FERNANDO I. FERRÁN
La vida humana no es fácil. Por ratos, sin embargo, independientemente de cuán complicada esté siempre surge una persona, un recuerdo, un motivo, una fuente de inspiración, un acto de fe y otro de esperanza que evita que aquella terrible alternativa de Albert Camus: la vida o el absurdo, termine en el suicidio y arribe por caminos inexplicables a oasis de amor, de felicidad o al menos de complacencia.
Lo misterioso de esos momentos fugaces encuentra su paradigma por excelencia en lo que sucedió en términos evangélicos el Sábado Santo. Apagada la vida de Jesús, por su libre elección, y con la anuencia y abandono de Aquél a quién más amaba, su Padre, desapareció en el silencio más inefable, allí donde ninguna palabra humana llega a iluminar, en la muerte, por cuestiones de la veleidad popular y de los intereses corto placistas de las autoridades religiosas y políticas.
Quizás por aquello de que nunca es más oscura la noche que cuando va a amanecer, de aquél Sábado irrumpió la resurrección no sólo espiritual sino en carne y hueso del mismo Jesús, según consta en el testimonio escrito y creído de la época.
Pues bien, valiéndome de ese hecho histórico como paradigma cultural de lo que acontece en la vida cotidiana, debo precisar que la columna vertebral de toda persona y de todo pueblo es su libertad. Para rescatarla del día a día, hace falta la memoria. Sin ésta volveríamos a partir de cero a cada instante, a modo de un ente que simplemente vegeta. Lejos de ese absurdo, las necesidades y tomas de decisión van fraguando una identidad singular propia que manifiesta el ser que personal o colectivamente somos.
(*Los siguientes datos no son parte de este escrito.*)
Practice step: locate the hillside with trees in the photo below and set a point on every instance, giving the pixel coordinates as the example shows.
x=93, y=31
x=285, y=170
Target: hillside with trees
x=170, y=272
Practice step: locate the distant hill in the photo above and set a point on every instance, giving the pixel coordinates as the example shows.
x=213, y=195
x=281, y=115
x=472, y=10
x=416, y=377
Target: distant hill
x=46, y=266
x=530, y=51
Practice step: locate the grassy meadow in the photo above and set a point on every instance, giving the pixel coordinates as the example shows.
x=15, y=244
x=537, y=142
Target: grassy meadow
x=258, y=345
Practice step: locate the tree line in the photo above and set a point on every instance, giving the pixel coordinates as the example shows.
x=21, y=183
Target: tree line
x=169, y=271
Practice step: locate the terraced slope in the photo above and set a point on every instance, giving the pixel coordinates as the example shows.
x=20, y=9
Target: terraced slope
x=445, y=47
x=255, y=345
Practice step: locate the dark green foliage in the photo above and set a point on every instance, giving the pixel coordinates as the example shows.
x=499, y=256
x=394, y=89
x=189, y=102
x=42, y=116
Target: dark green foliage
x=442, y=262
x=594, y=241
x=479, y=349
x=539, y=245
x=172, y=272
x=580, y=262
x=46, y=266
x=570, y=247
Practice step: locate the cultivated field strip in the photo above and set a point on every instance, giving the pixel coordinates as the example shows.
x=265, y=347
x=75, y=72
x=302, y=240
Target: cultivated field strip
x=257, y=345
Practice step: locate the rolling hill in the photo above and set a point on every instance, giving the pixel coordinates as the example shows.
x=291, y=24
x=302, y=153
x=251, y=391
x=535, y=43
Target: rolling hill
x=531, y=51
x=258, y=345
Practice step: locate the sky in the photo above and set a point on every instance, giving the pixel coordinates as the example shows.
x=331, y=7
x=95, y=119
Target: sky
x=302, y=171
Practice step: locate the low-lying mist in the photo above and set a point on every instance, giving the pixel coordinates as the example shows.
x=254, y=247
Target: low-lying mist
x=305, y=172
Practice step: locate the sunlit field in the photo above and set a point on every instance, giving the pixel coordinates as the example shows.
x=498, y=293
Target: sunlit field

Pero, ¿qué sucede cuando esa identidad parece resquebrajarse por efecto de una conmovedora crisis moral que permite gastar la vida humana en un ansia desenfrenada por la riqueza material y arruinar las arcas nacionales, por efecto de la supeditación de las instituciones y las leyes a los arreglos de aposentos y a las complicidades más descaradas con fraudes, delitos y crímenes?
Sucede lo que una inmensa mayoría de dominicanas y dominicanos, de todas las edades, de todos los estratos sociales, de toda la geografía nacional, constata, por ahora, pasivamente: el país y sus integrantes van a su ruina, como la noche a sus minutos más oscuros y la vida de todo hombre a su Sábado Santo.
Y por eso, es menester que cada cual y todos como nación recurramos cuanto antes a rescatar del olvido aquellos momentos fugaces capaces de impedir el suicidio colectivo.
Debiéramos saber ya que la reserva de toda persona y de todo pueblo no reside exclusivamente en sus recursos económicos ni en la vanagloria social. Al igual que en el paradigma ya expuesto se pasa de la vida a la muerte y de ésta a la vida, de la desolación material y de la espiritual se puede salir tan rápido como a ellas se cae por medio de esa intuición de lo que uno valora, conoció y perdió en algún recoveco del camino.
Por ejemplo, enfrascado en esa muy dura necesidad de ganar el pan nuestro de cada día, uno descuida esa fuente inagotable de sentido que es la vida familiar. Tal descuido va de la mano con el abandono de la exposición a la naturaleza, como si fuéramos seres virtuales, desencarnados e incapaces de contemplar y admirarnos de paisajes e innumerables fenómenos naturales. Y ni qué decir del abandono del ritmo de vida en la sierra dominicana, donde los patrones de comportamiento del campesinado más tradicional son fuente inagotable de virtudes, sabiduría y compasión; o de las redes y estrategias de sobrevivencia urbana de los más empobrecidos, testigos de tesón y de solidaridad en medio de la exclusión y abandono que padecen.
Pero lo importante aquí no es dar muchos más ejemplos, sino reiterar que contamos con suficiente reserva moral. Hay que optar por ella para transformar el absurdo que se acaricia en el presente, en fuente inagotable de sentido y de orientación de nuestra vida personal y nacional.